Use when working with Mlflow — mLflow experiment tracking and model registry management. Covers experiment tracking, run comparison, model registry, artifact management, model serving, and metric analysis. Use when managing ML experiments, comparing model runs, promoting models through stages, or debugging MLflow tracking issues.
Manage and monitor MLflow experiments, model registry, and artifact tracking.
Always list experiments and registered models before querying specific runs.
#!/bin/bash
MLFLOW_TRACKING_URI="${MLFLOW_TRACKING_URI:-http://localhost:5000}"
mlflow_api() {
local method="${1:-GET}"
local endpoint="$2"
local data="${3:-}"
if [ -n "$data" ]; then
curl -s -X "$method" -H "Content-Type: application/json" \
"${MLFLOW_TRACKING_URI}/api/2.0/mlflow/${endpoint}" -d "$data"
else
curl -s -X "$method" "${MLFLOW_TRACKING_URI}/api/2.0/mlflow/${endpoint}"
fi
}
echo "=== MLflow Experiments ==="
mlflow_api GET "experiments/search" | jq -r '
.experiments[] | "\(.experiment_id)\t\(.name)\t\(.lifecycle_stage)\t\(.creation_time // 0 | . / 1000 | strftime("%Y-%m-%d"))"
' | column -t | head -20
echo ""
echo "=== Registered Models ==="
mlflow_api GET "registered-models/search" | jq -r '
.registered_models[]? | "\(.name)\t\(.latest_versions | length) versions\t\(.creation_timestamp // 0 | . / 1000 | strftime("%Y-%m-%d"))"
' | column -t | head -15
#!/bin/bash
MLFLOW_TRACKING_URI="${MLFLOW_TRACKING_URI:-http://localhost:5000}"
# MLflow REST API helper
mlflow_api() {
local method="${1:-GET}"
local endpoint="$2"
local data="${3:-}"
if [ -n "$data" ]; then
curl -s -X "$method" -H "Content-Type: application/json" \
"${MLFLOW_TRACKING_URI}/api/2.0/mlflow/${endpoint}" -d "$data"
else
curl -s -X "$method" "${MLFLOW_TRACKING_URI}/api/2.0/mlflow/${endpoint}"
fi
}
# Search runs with filter
mlflow_search_runs() {
local experiment_id="$1"
local filter="${2:-}"
local max_results="${3:-20}"
mlflow_api POST "runs/search" "{\"experiment_ids\":[\"${experiment_id}\"],\"filter\":\"${filter}\",\"max_results\":${max_results},\"order_by\":[\"metrics.val_loss ASC\"]}"
}
#!/bin/bash
EXPERIMENT_ID="${1:?Experiment ID required}"
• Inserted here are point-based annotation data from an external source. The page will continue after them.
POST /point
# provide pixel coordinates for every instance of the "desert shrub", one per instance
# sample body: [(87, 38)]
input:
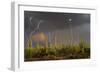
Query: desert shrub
[(28, 53)]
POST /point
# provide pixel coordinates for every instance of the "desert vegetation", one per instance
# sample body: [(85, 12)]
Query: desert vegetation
[(38, 53)]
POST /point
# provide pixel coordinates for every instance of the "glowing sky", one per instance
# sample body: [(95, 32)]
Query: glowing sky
[(79, 24)]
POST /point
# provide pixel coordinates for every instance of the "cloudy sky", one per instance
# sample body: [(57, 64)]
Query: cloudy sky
[(78, 24)]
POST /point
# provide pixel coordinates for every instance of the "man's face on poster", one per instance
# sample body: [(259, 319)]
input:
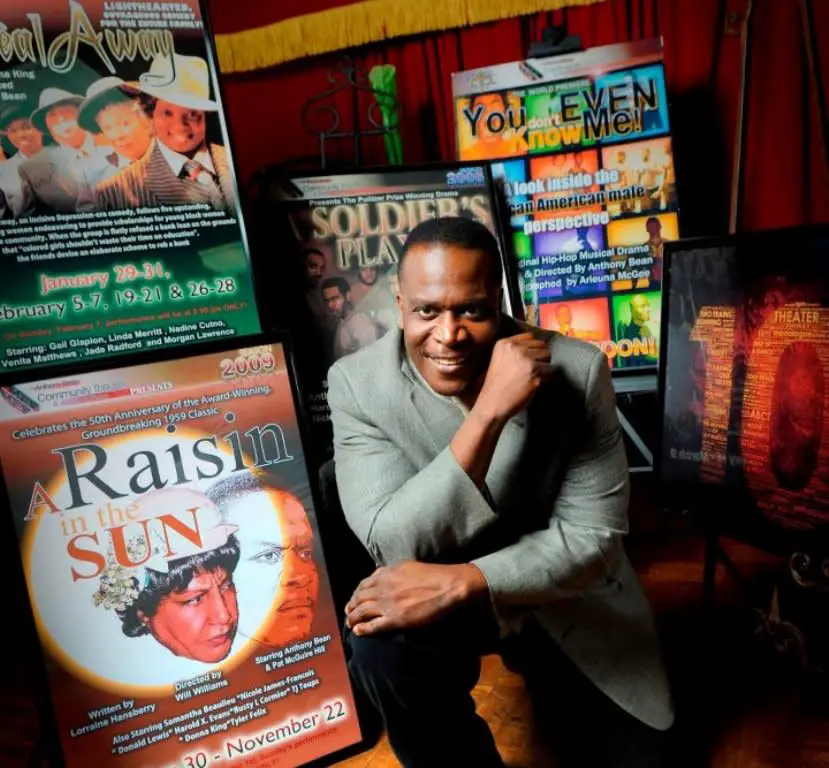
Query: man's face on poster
[(182, 130), (127, 127), (640, 310), (62, 122), (314, 267), (200, 621), (299, 580), (24, 137), (564, 316), (277, 566), (335, 301)]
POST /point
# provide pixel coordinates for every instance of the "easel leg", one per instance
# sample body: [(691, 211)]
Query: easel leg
[(709, 579)]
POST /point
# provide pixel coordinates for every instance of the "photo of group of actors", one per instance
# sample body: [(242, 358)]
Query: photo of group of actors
[(351, 309), (105, 143), (627, 328)]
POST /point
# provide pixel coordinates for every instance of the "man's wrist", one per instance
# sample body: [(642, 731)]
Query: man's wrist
[(487, 419), (470, 584)]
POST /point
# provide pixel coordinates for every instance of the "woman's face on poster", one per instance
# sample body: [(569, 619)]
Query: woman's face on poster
[(200, 621), (182, 130), (62, 122), (127, 127), (25, 137)]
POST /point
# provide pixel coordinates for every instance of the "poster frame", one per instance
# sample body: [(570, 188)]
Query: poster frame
[(689, 498), (283, 176), (243, 208), (48, 738), (636, 380)]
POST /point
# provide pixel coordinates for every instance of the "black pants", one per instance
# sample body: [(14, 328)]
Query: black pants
[(421, 680)]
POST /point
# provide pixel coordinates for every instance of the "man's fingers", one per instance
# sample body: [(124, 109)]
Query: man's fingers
[(374, 626), (362, 612), (544, 370)]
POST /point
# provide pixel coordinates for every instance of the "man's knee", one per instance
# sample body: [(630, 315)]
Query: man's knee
[(410, 663), (376, 657)]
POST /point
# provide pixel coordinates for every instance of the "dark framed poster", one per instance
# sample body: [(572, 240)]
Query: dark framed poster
[(120, 222), (582, 144), (745, 386), (350, 230), (168, 538)]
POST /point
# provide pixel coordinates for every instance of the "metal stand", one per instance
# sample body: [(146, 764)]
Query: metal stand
[(627, 386), (321, 116)]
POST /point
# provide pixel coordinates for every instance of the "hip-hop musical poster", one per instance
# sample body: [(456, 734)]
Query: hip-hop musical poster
[(582, 144), (120, 223), (170, 547)]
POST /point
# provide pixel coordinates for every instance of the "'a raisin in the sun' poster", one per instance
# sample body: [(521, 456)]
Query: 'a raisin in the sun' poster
[(170, 548)]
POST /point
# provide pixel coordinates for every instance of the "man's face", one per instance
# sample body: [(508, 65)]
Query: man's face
[(62, 122), (640, 310), (654, 228), (25, 137), (314, 267), (182, 130), (335, 301), (564, 316), (200, 621), (299, 581), (450, 311), (126, 125)]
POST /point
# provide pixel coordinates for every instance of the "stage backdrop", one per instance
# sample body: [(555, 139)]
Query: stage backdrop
[(120, 224), (582, 145), (170, 547), (785, 182)]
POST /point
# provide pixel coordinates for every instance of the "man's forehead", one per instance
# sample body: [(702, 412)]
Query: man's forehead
[(431, 261)]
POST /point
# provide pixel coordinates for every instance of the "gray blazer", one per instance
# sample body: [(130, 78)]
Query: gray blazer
[(547, 529)]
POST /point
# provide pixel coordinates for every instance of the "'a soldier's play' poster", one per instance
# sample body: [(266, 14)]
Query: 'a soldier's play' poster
[(120, 225), (351, 230), (171, 553)]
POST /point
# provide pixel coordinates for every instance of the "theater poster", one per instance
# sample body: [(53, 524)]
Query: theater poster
[(745, 390), (169, 543), (350, 231), (120, 224), (582, 145)]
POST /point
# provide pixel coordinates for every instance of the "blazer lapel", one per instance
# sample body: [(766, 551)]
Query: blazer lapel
[(220, 162)]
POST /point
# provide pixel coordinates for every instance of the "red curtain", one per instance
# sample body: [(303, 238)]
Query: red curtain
[(785, 175)]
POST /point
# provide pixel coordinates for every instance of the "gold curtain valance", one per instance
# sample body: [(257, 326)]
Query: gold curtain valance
[(364, 22)]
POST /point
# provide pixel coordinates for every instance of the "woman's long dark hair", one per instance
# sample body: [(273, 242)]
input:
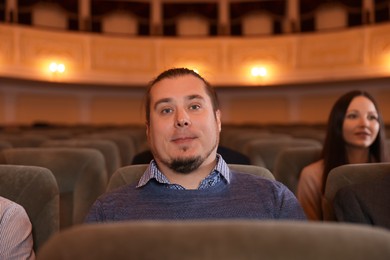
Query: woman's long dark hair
[(334, 150)]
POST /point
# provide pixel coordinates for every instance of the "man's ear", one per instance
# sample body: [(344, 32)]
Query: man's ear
[(147, 130), (218, 118)]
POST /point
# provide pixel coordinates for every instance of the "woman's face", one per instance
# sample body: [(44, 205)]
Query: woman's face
[(361, 125)]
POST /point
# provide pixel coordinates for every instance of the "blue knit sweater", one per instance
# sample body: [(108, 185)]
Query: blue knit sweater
[(246, 197)]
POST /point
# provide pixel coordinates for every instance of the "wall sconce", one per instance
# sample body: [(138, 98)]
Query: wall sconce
[(259, 72), (55, 67)]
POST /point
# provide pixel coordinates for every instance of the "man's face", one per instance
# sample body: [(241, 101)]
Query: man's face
[(183, 130)]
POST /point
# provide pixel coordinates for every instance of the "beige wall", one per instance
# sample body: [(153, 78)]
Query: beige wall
[(105, 75)]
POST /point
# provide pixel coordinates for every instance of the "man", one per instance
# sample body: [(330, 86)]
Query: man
[(16, 241), (229, 156), (187, 178)]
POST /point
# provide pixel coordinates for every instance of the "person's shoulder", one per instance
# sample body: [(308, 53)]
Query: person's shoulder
[(314, 168), (250, 178), (121, 191), (6, 204)]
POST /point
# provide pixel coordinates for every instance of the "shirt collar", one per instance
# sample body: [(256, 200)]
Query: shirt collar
[(152, 172)]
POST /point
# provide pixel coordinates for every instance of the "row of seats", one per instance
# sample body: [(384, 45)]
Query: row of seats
[(38, 190)]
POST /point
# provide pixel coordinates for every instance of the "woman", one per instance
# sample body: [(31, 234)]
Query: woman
[(355, 134)]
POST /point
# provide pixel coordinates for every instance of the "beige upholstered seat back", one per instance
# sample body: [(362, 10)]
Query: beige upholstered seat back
[(36, 189), (350, 174), (108, 149), (290, 162), (266, 151), (132, 173), (79, 172), (210, 240)]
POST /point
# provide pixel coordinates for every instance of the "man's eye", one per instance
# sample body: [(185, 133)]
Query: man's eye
[(166, 111), (194, 107), (351, 116), (372, 117)]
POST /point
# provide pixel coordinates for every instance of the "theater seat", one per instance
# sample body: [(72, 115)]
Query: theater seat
[(36, 190), (349, 174), (79, 172), (290, 162), (211, 240)]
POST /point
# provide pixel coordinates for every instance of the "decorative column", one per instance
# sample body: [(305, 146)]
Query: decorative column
[(11, 11), (368, 11), (292, 22), (156, 24), (85, 21), (223, 17)]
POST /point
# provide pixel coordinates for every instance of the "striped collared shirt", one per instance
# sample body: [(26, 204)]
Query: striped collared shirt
[(221, 172)]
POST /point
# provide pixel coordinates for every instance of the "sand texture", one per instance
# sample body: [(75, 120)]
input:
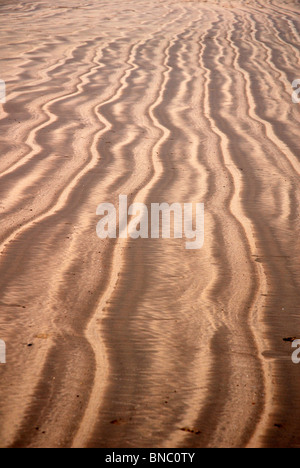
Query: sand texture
[(142, 343)]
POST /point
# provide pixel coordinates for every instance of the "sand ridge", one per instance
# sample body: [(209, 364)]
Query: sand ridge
[(123, 343)]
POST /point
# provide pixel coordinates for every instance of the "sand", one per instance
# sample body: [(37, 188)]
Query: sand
[(142, 343)]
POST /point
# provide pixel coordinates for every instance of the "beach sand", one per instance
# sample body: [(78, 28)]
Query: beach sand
[(142, 343)]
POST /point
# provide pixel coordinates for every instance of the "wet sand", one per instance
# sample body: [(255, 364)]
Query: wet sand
[(142, 343)]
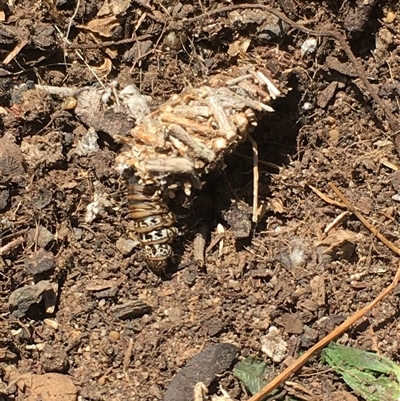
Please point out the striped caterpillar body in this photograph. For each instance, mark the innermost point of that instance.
(153, 223)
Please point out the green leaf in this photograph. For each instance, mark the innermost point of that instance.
(372, 376)
(250, 372)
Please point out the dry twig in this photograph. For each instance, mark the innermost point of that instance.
(282, 377)
(13, 244)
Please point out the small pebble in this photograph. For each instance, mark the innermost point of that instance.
(390, 17)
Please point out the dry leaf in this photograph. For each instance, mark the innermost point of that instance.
(102, 26)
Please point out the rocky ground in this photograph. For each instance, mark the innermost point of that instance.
(81, 313)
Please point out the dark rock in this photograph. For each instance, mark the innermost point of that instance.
(39, 262)
(204, 367)
(54, 359)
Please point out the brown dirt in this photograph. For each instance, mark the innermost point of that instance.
(96, 312)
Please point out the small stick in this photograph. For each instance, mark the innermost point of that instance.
(13, 244)
(325, 197)
(336, 221)
(256, 177)
(333, 34)
(15, 51)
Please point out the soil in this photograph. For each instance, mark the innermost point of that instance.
(77, 297)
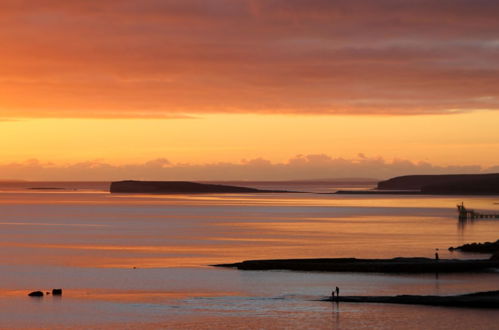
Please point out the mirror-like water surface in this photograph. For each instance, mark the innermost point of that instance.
(142, 261)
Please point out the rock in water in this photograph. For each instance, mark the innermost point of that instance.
(36, 294)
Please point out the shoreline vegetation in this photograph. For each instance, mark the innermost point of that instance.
(488, 299)
(395, 265)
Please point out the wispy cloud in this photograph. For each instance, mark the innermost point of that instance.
(299, 167)
(152, 58)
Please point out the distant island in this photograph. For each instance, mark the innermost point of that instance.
(395, 265)
(180, 187)
(444, 184)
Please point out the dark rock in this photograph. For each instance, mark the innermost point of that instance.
(487, 247)
(489, 299)
(395, 265)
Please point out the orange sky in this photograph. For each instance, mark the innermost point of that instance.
(202, 82)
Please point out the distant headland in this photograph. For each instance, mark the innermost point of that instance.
(180, 187)
(446, 184)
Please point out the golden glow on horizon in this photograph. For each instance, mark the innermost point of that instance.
(460, 139)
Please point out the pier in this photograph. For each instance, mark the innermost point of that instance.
(465, 213)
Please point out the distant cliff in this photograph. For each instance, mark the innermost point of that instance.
(445, 184)
(178, 187)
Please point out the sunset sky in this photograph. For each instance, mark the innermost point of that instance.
(247, 89)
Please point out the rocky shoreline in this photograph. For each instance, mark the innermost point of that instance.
(488, 299)
(395, 265)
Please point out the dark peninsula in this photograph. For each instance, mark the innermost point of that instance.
(489, 299)
(179, 187)
(395, 265)
(444, 184)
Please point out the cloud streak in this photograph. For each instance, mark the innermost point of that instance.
(164, 59)
(317, 166)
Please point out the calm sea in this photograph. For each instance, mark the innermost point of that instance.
(142, 261)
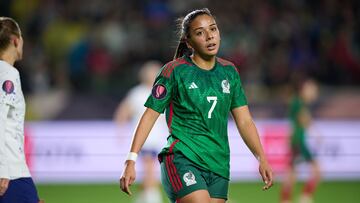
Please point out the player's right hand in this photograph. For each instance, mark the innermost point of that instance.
(4, 184)
(128, 177)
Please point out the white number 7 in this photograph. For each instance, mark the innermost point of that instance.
(212, 106)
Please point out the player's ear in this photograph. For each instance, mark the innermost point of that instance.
(188, 44)
(15, 40)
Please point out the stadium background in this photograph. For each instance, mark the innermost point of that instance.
(82, 56)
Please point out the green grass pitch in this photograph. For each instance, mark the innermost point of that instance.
(328, 192)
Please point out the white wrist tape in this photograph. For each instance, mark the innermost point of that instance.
(132, 156)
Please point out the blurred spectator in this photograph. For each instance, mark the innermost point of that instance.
(131, 109)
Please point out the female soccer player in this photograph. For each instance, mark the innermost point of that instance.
(198, 90)
(306, 93)
(16, 184)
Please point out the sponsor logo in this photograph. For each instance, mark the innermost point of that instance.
(193, 86)
(159, 91)
(189, 178)
(226, 86)
(8, 87)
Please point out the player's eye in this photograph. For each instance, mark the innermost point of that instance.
(213, 29)
(199, 33)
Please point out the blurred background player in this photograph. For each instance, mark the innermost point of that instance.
(306, 91)
(131, 109)
(16, 184)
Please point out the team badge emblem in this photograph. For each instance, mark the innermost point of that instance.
(226, 86)
(159, 91)
(8, 87)
(189, 178)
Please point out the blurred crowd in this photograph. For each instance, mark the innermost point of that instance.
(82, 56)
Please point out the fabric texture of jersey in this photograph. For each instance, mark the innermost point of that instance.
(12, 114)
(197, 104)
(298, 131)
(299, 147)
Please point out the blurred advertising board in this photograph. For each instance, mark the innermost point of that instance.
(94, 151)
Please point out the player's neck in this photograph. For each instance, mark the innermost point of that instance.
(206, 64)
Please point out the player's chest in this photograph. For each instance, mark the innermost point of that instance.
(195, 85)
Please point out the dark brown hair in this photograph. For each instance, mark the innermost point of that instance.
(184, 27)
(8, 27)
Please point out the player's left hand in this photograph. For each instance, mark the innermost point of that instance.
(4, 184)
(266, 174)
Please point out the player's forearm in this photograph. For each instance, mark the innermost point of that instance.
(4, 172)
(248, 131)
(251, 138)
(143, 129)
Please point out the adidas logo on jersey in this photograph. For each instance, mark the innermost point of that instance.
(193, 86)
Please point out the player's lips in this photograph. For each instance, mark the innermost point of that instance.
(211, 46)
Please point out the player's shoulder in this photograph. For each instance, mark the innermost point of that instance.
(8, 72)
(169, 68)
(227, 64)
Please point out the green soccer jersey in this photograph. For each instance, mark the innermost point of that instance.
(298, 131)
(197, 104)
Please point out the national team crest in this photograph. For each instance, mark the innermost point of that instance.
(226, 86)
(8, 87)
(159, 91)
(189, 178)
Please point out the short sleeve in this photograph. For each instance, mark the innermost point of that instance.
(162, 90)
(239, 98)
(7, 92)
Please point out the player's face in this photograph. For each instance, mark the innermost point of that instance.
(204, 36)
(309, 91)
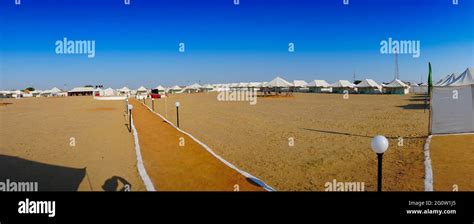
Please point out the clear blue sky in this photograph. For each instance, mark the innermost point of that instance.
(138, 44)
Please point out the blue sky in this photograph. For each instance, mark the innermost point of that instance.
(137, 44)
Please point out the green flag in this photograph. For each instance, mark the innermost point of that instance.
(430, 79)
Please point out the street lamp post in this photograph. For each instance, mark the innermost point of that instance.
(177, 113)
(130, 107)
(379, 145)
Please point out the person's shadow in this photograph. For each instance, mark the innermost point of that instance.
(112, 184)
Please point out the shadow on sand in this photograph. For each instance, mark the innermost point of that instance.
(113, 183)
(357, 135)
(49, 177)
(413, 106)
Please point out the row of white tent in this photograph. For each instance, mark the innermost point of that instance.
(452, 103)
(36, 93)
(365, 86)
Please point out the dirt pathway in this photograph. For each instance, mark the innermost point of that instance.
(175, 162)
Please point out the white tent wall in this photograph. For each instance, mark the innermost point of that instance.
(419, 90)
(449, 115)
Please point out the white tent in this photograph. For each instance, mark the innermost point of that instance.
(369, 86)
(207, 88)
(419, 89)
(452, 106)
(279, 83)
(109, 92)
(342, 85)
(159, 89)
(174, 89)
(194, 88)
(447, 80)
(98, 92)
(124, 91)
(319, 86)
(464, 78)
(300, 86)
(396, 87)
(140, 92)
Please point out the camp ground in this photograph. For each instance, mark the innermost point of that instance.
(188, 137)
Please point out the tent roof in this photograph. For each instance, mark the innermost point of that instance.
(279, 82)
(55, 90)
(159, 87)
(368, 83)
(175, 88)
(447, 80)
(254, 84)
(194, 86)
(300, 83)
(463, 79)
(396, 83)
(81, 89)
(318, 83)
(142, 89)
(243, 84)
(343, 83)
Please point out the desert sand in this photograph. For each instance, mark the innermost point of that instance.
(331, 137)
(35, 144)
(175, 162)
(452, 159)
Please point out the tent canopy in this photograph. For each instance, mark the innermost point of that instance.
(124, 89)
(300, 83)
(318, 83)
(279, 82)
(396, 83)
(342, 84)
(160, 87)
(453, 113)
(463, 79)
(367, 83)
(142, 89)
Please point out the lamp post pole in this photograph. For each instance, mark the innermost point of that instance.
(379, 175)
(379, 145)
(130, 107)
(177, 113)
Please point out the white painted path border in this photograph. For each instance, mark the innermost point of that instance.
(247, 175)
(428, 168)
(141, 167)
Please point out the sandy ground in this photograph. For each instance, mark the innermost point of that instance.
(331, 137)
(35, 144)
(175, 162)
(452, 159)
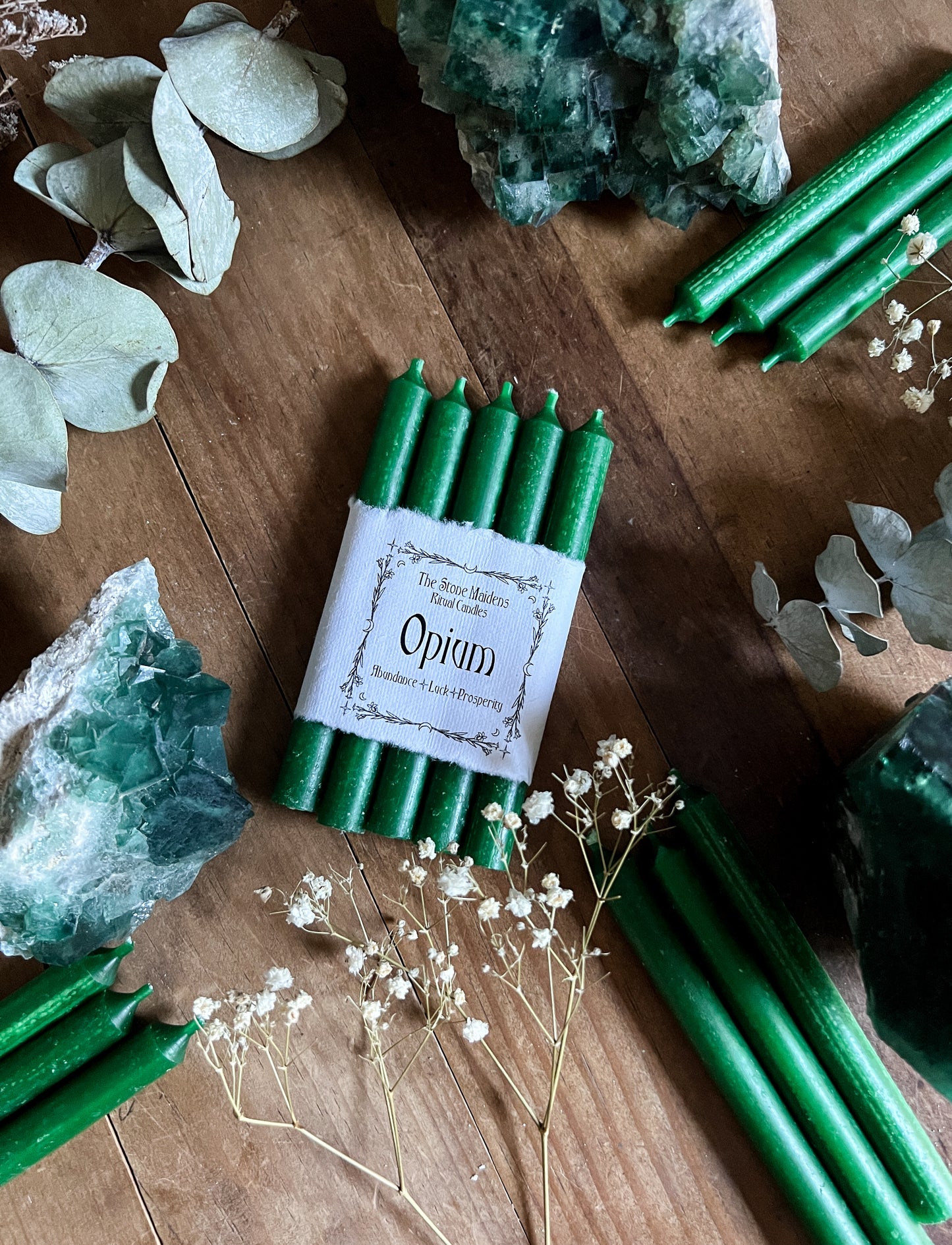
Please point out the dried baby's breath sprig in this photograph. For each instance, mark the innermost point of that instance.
(907, 331)
(405, 984)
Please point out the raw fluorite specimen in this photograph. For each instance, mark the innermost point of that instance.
(675, 102)
(113, 781)
(895, 866)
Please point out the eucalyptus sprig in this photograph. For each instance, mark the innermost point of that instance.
(918, 568)
(90, 351)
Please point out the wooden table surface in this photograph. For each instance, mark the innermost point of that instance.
(352, 258)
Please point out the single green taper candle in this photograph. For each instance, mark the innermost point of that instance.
(787, 1057)
(403, 773)
(827, 1021)
(573, 509)
(732, 1065)
(55, 993)
(818, 257)
(65, 1047)
(856, 288)
(88, 1096)
(812, 204)
(347, 791)
(442, 817)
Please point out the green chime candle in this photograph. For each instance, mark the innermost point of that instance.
(855, 289)
(481, 486)
(875, 212)
(788, 1060)
(65, 1047)
(534, 462)
(711, 285)
(403, 773)
(732, 1065)
(55, 993)
(827, 1021)
(354, 762)
(89, 1095)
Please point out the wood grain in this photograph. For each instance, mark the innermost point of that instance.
(351, 260)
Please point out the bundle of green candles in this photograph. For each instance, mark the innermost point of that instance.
(528, 481)
(69, 1056)
(818, 260)
(778, 1039)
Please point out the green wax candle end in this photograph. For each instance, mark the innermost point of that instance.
(727, 330)
(414, 373)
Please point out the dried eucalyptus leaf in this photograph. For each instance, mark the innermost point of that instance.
(333, 101)
(868, 645)
(325, 67)
(33, 435)
(33, 169)
(94, 187)
(943, 492)
(34, 509)
(190, 166)
(767, 598)
(885, 533)
(802, 625)
(922, 592)
(103, 96)
(151, 188)
(253, 90)
(207, 16)
(844, 579)
(102, 348)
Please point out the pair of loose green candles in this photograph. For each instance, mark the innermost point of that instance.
(816, 262)
(526, 478)
(69, 1056)
(778, 1039)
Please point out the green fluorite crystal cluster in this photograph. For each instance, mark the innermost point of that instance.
(675, 102)
(113, 782)
(895, 867)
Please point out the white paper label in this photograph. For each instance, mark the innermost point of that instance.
(442, 639)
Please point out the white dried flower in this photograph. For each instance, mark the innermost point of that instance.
(204, 1009)
(921, 248)
(578, 782)
(371, 1010)
(264, 1003)
(279, 979)
(558, 898)
(399, 987)
(918, 400)
(474, 1030)
(538, 806)
(518, 904)
(356, 958)
(302, 913)
(457, 882)
(488, 910)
echo "=== Recent Runs in Experiment $EXPERIMENT_ID ==="
mlflow_api POST "runs/search" \
"{\"experiment_ids\":[\"${EXPERIMENT_ID}\"],\"max_results\":15,\"order_by\":[\"attribute.start_time DESC\"]}" \
| jq -r '.runs[]? | "\(.info.run_id[0:8])\t\(.info.status)\t\(.data.params // [] | map("\(.key)=\(.value)") | join(",") | .[0:40])\t\(.data.metrics // [] | map("\(.key)=\(.value)") | join(",") | .[0:40])"' | column -t
echo ""
echo "=== Best Runs by Metric ==="
mlflow_api POST "runs/search" \
"{\"experiment_ids\":[\"${EXPERIMENT_ID}\"],\"max_results\":5,\"order_by\":[\"metrics.val_loss ASC\"],\"filter\":\"status = 'FINISHED'\"}" \
| jq -r '.runs[]? | "\(.info.run_id[0:8])\tval_loss=\(.data.metrics[]? | select(.key=="val_loss") | .value)\taccuracy=\(.data.metrics[]? | select(.key=="accuracy") | .value)"' | column -t
#!/bin/bash
RUN_ID="${1:?Run ID required}"
echo "=== Run Details ==="
mlflow_api GET "runs/get?run_id=${RUN_ID}" | jq '{
run_id: .run.info.run_id,
status: .run.info.status,
start_time: (.run.info.start_time / 1000 | strftime("%Y-%m-%d %H:%M:%S")),
end_time: (.run.info.end_time // 0 | if . > 0 then . / 1000 | strftime("%Y-%m-%d %H:%M:%S") else "running" end),
experiment_id: .run.info.experiment_id,
parameters: (.run.data.params | map({(.key): .value}) | add),
metrics: (.run.data.metrics | map({(.key): .value}) | add)
}'
echo ""
echo "=== Artifacts ==="
mlflow_api GET "artifacts/list?run_id=${RUN_ID}" | jq -r '
.files[]? | "\(if .is_dir then "DIR " else "FILE" end)\t\(.path)\t\(.file_size // "-")"
' | column -t | head -20
#!/bin/bash
MODEL_NAME="${1:?Model name required}"
echo "=== Model: $MODEL_NAME ==="
mlflow_api GET "registered-models/get?name=${MODEL_NAME}" | jq '{
name: .registered_model.name,
description: .registered_model.description,
tags: .registered_model.tags,
versions: [.registered_model.latest_versions[]? | {
version: .version,
stage: .current_stage,
status: .status,
run_id: .run_id[0:8],
source: .source,
created: (.creation_timestamp / 1000 | strftime("%Y-%m-%d"))
}]
}'
echo ""
echo "=== All Versions ==="
mlflow_api GET "model-versions/search?filter=name%3D%27${MODEL_NAME}%27&max_results=10&order_by=version_number+DESC" \
| jq -r '.model_versions[]? | "\(.version)\t\(.current_stage)\t\(.status)\t\(.run_id[0:8])\t\(.creation_timestamp // 0 | . / 1000 | strftime("%Y-%m-%d"))"' | column -t
#!/bin/bash
MODEL_NAME="${1:?Model name required}"
VERSION="${2:?Version number required}"
TARGET_STAGE="${3:-Staging}"
DRY_RUN="${4:-true}"
echo "=== Current State ==="
mlflow_api GET "model-versions/get?name=${MODEL_NAME}&version=${VERSION}" | jq '{
name: .model_version.name,
version: .model_version.version,
current_stage: .model_version.current_stage,
status: .model_version.status
}'
if [ "$DRY_RUN" = "true" ]; then
echo ""
echo "DRY RUN: Would transition $MODEL_NAME v$VERSION to $TARGET_STAGE"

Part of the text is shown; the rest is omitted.